Owner of the "Golgota" painting appeals agaisnt heritage center's decision
Protection of the national values
Imre Pakh, the New York based art collector of Hungarian origin who owns Mihaly Munkacsy's 19th century painting "Golgotha" -- currently on loan to Hungary -- has submitted an appeal against the decision which prevents the landmark painting's removal from the country, daily Magyar Idok said on Saturday.
The Forster Gyula National Heritage and Asset Management Centre has added two paintings in Munkacsy's famous "Christ Trilogy" to a list of protected artworks. A few days after "Golgotha" was added to the list on November 20, "Christ Before Pilate" was also listed. As a result, these paintings must not be removed from Hungary and a special licence is needed even to move them to a different location from the Deri Museum in Debrecen in eastern Hungary.
Pakh told the paper that the procedure was against the law and it was unjustified, adding that a decision about his appeal was expected in late December or early January.
"If the protected status is maintained, which is rather likely, then my lawyers will continue seeking further possibilities," he said.
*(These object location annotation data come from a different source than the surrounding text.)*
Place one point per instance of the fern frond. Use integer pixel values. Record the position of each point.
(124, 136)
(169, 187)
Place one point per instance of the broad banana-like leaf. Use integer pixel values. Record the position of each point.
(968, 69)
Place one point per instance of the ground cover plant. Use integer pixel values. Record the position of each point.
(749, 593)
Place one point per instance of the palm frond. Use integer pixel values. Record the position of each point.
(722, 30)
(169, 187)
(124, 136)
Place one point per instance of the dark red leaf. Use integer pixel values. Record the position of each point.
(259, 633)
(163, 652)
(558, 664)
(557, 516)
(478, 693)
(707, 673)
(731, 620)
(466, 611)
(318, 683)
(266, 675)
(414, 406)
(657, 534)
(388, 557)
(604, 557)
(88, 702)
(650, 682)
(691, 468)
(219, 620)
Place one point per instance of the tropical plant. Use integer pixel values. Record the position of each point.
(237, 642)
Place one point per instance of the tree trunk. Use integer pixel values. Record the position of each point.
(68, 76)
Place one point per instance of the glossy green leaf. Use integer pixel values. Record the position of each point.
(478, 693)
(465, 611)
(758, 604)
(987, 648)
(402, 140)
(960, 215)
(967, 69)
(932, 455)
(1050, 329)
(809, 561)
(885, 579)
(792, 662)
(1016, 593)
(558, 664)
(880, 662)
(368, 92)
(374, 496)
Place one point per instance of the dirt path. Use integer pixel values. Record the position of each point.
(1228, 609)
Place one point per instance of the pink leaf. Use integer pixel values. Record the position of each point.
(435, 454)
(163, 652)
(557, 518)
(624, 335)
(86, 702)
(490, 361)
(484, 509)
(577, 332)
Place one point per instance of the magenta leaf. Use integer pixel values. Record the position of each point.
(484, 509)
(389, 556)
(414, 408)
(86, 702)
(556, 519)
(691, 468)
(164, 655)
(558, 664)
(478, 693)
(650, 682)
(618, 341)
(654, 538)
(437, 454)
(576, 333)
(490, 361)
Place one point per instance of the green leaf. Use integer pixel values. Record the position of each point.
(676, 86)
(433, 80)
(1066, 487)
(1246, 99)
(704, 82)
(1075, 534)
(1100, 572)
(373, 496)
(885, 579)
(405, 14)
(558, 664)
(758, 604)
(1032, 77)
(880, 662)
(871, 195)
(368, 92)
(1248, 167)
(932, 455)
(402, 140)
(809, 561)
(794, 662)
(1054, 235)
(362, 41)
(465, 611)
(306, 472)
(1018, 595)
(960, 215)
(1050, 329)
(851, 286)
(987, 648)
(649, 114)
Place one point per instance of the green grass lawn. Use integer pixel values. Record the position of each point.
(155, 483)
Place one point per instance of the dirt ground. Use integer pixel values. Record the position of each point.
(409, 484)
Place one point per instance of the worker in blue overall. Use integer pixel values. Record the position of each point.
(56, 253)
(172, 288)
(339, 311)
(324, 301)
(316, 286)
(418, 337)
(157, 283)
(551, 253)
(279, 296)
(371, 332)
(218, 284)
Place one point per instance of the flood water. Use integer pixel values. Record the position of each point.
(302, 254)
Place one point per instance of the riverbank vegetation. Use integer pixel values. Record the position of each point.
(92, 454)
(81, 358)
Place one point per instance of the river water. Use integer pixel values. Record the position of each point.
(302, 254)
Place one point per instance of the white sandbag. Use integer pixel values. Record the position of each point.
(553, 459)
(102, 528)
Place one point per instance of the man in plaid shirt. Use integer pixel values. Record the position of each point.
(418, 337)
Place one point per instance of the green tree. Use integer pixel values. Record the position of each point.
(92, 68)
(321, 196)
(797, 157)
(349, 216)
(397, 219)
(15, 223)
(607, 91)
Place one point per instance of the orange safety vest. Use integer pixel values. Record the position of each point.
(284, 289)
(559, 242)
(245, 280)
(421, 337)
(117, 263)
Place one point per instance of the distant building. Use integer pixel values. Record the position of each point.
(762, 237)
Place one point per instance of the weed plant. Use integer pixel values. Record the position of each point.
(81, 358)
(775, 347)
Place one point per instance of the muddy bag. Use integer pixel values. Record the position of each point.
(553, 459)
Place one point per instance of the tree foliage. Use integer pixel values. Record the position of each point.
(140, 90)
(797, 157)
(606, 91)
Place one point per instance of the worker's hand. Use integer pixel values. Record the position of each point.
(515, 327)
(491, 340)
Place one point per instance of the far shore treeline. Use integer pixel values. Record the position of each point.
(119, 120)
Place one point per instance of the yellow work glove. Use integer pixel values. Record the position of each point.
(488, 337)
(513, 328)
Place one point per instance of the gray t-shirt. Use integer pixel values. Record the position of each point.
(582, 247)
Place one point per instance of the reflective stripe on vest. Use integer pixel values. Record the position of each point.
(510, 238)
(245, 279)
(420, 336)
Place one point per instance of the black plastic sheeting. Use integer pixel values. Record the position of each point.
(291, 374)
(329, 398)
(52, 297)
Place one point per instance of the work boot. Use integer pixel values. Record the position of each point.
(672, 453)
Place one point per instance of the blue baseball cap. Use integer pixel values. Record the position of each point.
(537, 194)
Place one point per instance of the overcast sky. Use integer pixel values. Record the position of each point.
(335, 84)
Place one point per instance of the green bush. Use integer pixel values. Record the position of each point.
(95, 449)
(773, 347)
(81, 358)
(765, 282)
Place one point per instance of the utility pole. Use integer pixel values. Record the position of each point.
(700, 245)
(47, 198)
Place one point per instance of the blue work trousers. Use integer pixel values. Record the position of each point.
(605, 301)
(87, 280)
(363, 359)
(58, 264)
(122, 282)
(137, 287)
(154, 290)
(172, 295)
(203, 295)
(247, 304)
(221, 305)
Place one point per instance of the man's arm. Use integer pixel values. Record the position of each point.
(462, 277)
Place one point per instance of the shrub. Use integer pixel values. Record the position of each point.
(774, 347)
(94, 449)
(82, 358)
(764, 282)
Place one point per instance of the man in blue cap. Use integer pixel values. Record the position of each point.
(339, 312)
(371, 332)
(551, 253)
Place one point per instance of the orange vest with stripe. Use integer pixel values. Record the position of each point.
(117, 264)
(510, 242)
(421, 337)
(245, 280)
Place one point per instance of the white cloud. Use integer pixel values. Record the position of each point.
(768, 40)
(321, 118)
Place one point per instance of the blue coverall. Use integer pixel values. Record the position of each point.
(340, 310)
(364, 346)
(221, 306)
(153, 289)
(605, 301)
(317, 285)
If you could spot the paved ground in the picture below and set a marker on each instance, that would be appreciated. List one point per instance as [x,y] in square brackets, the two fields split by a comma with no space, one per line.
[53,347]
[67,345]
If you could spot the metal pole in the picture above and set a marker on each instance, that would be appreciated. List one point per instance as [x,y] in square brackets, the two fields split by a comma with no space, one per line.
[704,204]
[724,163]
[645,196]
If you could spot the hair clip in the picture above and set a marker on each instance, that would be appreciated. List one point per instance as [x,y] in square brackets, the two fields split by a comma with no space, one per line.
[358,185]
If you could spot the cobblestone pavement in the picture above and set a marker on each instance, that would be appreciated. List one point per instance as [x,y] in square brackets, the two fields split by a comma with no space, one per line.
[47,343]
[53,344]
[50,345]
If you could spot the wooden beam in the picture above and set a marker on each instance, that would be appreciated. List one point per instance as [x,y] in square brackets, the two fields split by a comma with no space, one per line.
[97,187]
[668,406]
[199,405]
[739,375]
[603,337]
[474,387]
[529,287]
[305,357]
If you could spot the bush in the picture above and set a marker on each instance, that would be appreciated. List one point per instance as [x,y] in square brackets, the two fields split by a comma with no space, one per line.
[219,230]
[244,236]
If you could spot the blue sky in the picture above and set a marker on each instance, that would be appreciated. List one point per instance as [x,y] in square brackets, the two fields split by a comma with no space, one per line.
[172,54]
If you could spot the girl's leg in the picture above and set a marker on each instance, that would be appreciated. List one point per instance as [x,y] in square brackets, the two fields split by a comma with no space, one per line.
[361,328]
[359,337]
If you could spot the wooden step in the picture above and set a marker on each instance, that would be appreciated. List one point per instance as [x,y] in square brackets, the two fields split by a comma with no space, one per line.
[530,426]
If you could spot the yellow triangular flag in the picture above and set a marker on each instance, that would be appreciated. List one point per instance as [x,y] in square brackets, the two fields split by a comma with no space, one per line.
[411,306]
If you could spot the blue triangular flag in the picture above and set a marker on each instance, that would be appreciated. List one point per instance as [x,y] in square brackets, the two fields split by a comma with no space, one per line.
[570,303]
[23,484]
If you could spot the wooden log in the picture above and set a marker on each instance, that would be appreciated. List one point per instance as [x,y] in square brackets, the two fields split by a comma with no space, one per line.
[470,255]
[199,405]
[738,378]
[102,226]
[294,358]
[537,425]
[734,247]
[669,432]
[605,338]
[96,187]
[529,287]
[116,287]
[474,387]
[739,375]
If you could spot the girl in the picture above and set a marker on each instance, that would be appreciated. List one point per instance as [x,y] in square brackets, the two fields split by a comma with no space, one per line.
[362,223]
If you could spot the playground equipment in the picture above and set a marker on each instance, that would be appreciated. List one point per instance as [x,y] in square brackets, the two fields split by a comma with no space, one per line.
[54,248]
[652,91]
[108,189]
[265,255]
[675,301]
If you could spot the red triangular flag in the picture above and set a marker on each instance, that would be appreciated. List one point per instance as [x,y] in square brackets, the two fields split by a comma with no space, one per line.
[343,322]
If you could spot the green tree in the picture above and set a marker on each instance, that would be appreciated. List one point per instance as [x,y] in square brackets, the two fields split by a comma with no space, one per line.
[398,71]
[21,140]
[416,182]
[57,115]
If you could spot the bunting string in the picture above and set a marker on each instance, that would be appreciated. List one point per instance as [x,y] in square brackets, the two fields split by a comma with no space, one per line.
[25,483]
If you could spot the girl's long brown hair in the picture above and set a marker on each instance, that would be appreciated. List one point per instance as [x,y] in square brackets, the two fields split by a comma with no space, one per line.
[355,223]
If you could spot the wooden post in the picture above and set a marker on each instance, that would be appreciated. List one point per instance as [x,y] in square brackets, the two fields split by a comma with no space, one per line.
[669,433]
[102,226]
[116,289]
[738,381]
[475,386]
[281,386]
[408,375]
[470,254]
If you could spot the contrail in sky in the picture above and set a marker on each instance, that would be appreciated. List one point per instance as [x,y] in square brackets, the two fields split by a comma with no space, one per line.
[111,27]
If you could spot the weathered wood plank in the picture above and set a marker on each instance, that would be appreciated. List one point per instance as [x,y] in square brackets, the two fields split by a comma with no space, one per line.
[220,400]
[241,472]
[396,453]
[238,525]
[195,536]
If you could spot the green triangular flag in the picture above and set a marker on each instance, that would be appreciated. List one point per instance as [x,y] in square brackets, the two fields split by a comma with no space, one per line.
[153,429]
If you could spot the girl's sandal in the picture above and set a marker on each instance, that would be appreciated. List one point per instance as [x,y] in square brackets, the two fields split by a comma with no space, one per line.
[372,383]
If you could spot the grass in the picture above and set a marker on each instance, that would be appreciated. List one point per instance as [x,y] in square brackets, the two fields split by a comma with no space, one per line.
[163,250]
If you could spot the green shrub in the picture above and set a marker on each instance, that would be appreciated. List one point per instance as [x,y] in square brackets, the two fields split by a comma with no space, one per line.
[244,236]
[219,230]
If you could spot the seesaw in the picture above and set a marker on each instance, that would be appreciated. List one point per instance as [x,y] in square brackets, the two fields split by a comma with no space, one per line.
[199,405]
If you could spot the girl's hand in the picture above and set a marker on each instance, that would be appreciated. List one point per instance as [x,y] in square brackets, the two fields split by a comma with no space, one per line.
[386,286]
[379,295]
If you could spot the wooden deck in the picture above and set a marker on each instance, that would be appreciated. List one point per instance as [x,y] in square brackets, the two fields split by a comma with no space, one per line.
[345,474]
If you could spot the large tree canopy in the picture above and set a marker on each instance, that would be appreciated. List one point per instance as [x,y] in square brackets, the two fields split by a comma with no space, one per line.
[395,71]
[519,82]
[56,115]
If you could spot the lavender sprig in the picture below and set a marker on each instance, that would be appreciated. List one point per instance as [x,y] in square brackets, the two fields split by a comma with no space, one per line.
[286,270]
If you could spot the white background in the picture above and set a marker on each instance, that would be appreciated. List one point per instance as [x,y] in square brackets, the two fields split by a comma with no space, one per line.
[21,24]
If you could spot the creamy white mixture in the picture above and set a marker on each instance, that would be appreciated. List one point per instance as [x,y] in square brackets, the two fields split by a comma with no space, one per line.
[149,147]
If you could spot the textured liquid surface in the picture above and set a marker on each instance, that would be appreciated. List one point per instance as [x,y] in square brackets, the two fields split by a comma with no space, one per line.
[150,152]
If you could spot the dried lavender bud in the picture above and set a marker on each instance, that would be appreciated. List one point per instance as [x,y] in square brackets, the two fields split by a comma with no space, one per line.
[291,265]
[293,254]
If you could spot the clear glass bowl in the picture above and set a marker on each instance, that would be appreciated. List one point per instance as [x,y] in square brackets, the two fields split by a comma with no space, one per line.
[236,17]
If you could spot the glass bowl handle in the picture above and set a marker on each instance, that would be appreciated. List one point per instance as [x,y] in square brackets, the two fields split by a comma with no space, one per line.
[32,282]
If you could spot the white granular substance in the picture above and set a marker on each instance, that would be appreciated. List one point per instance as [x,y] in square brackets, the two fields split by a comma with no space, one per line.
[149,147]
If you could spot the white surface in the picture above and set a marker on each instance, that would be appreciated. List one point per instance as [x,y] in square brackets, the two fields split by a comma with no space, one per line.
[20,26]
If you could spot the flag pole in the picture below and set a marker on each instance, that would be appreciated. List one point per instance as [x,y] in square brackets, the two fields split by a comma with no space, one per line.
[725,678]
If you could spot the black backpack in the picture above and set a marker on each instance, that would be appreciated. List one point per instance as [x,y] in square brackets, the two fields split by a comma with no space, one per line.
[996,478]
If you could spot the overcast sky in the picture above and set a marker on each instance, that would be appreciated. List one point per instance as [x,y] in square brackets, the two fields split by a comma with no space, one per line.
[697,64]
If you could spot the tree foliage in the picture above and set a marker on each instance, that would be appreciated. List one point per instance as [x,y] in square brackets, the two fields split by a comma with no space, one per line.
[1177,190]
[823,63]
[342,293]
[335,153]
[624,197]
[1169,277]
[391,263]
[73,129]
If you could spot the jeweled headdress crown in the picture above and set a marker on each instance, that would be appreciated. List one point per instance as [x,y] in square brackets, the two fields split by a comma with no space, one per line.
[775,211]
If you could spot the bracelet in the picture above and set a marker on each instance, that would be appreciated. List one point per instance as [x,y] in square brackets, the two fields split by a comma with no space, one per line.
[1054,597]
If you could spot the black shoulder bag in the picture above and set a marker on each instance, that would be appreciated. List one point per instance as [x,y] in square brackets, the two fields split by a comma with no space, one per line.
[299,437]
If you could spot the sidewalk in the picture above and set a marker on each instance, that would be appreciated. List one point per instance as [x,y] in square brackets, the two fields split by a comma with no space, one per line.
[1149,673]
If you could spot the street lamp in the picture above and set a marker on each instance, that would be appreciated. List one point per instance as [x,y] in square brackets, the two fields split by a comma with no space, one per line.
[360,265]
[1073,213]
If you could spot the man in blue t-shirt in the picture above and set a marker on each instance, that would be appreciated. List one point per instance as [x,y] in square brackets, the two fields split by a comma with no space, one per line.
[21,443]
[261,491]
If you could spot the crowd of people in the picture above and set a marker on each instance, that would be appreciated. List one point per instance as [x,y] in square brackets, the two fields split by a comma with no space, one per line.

He added that he would not remove a cover from the painting on display in Deri Museum as long as the government does not buy it or remove it from the list of protected artworks.
The central bank said it maintained an offer to pay 6 million dollars for the painting.
In June, the cabinet office initiated a procedure to prevent "Golgotha" (1884) from being permanently removed from the country. The state has owned "Ecce Homo!" (1896), part of the series, for decades and it has also acquired "Christ Before Pilate (1881)", another of the three, from Canada's Art Gallery of Hamilton for 5.7 million dollars, with funding from the central bank's programme to buy national art treasures.